Currently, in a welcome development, all the major biobank studies in the world are communicating with each other, sharing methods, ideas, data, and results. This book can become part of the process of sharing methods, both with other studies and with the future. This matters, for as Rory Collins, chief executive officer and onlie begetter of UK Biobank has observed, a large study is not just a small study made larger.
In recent years vast numbers of scientific (and unscientific) articles have been written about the promise and problems of big biobank studies. Still, however, too little has been written by the few who have actually made such studies work reliably and productively. The interconnected problems, which need to be planned against, are partly organisational, partly technical (assay methods are improving so rapidly that it is often better to procrastinate, waiting for big decreases in price and increases in sensitivity), and partly statistical.
Statistical traps are laid by regression dilution (which can be avoided by appropriate use of periodic resurveys of a subsample of the study population), by unduly fine subgroup analyses, by random variation in measurements (as adjustment for imperfectly measured confounding factors can leave highly significant residual confounding), and by misleading relationships between different imperfectly measured factors that cannot be adequately resolved by multiple regression or by the recently fashionable directed acyclic graphs (DAGs). Another major problem can be reverse causality, but this can often be adequately dealt with by exclusion of those who already had disease at study entry (and, for some associations, exclusion of the first few years of follow-up).
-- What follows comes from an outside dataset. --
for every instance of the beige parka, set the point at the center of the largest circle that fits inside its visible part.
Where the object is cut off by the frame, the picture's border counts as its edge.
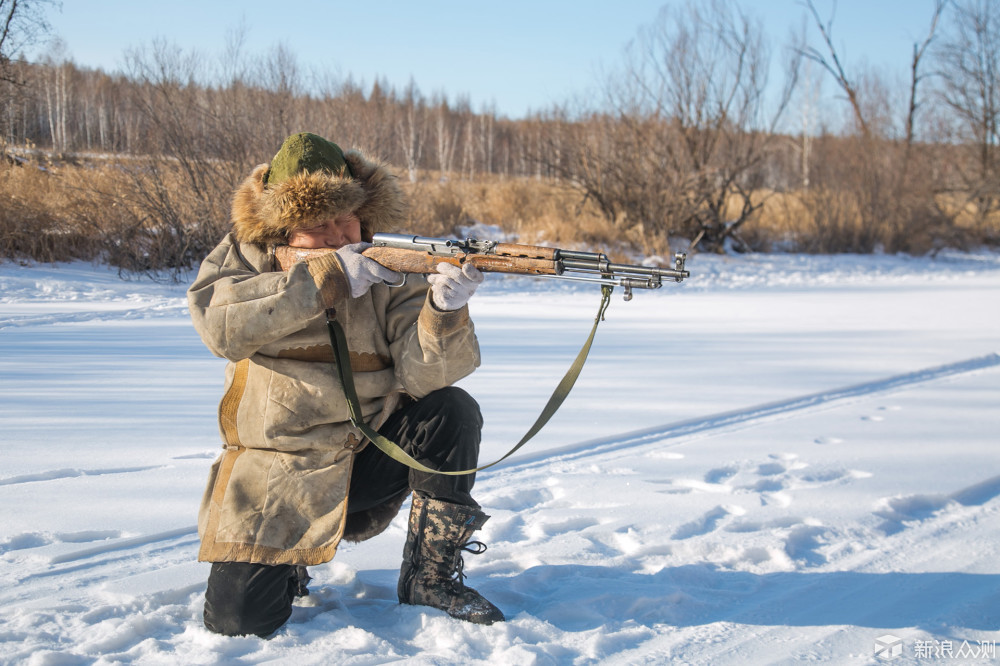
(278, 492)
Finally, as the randomised and the observational methods used so successfully in studies of physical disease get used increasingly widely in studies of mental disease, education, criminology, social policy, international development and many other issues, understanding the real problems that have been encountered and overcome in large prospective studies of the physical disease may be of increasingly wide interest.
Although a few highly entertaining moments have had to remain censored (and the Editor has East Asian flushing syndrome, so they cannot be elicited by alcohol), what remains is an account of a remarkable and influential study, relevant to the conduct and interpretation of all major prospective studies over the next decade or two.